Before you can use the script, you’ll need to enable ERS on your ISE deployment. Navigate to: Administration > System > Settings > ERS Settings. Enable ERS on the Primary Administrative Node as seen in Figure 3. Don’t forget to click Save.
This page will also show a URL to the ERS documentation. The URL should be https://<your_ise_node>:9060/ers/sdk
This documentation page has a lot of information.
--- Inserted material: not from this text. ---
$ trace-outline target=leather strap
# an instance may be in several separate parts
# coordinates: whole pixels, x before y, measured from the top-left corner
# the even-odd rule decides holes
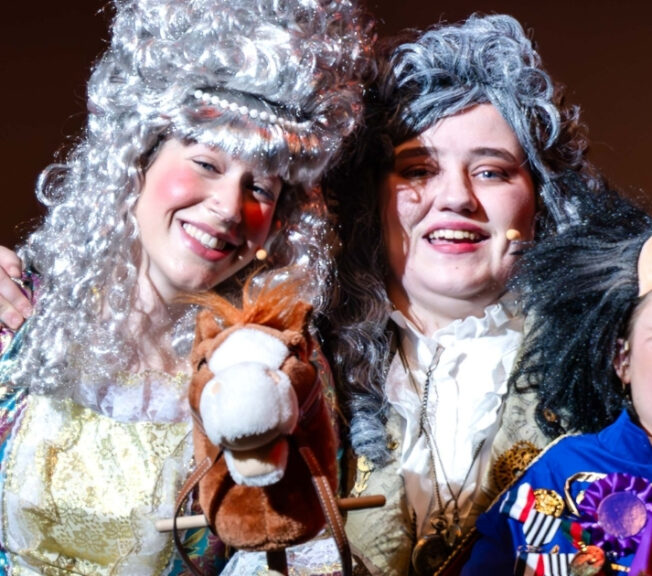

The most useful pages should be:
Quick Reference > Setting up
Quick Reference > Request Headers
API Documentation > End Point Certificates
In addition to enabling the ERS API, you will also need a ERS Admin level user. Navigate to: Administration > System > Admin Access > Administrators > Admin Users. Click Add and setup an ERS Admin user similar to the one in Figure 4. Don’t forget to click Save. This is the username and password that needs to be converted to BASE64 and inserted into the request.sh script.
You also need a Certificate Template for the CA to use. There is a built-in certificate template to all ISE 1.3 installs named “EAP_Authentication_Certificate_Template” that you can use, or you may want to create your own brand-new template for your environment.
Figure 5 shows a custom template that I’m using for this blog post. You must specify the template name in the payload file in the certTemplateName section.
Let’s go through an example
I created a file named request.sh. The contents of this file are shown in Figure 6.
I also created a file named payload. The contents are shown in Figure 7.
I now run the request.sh file, as seen in Figure 8.
Figure 9 shows the resulting zip file and the extracted certificate chain (p12 file).
Again, I want to thank Val Kilmer, err… I mean Victor Ashe for the script and the brilliant ISE CA team for all their continued hard work and top-notch delivery.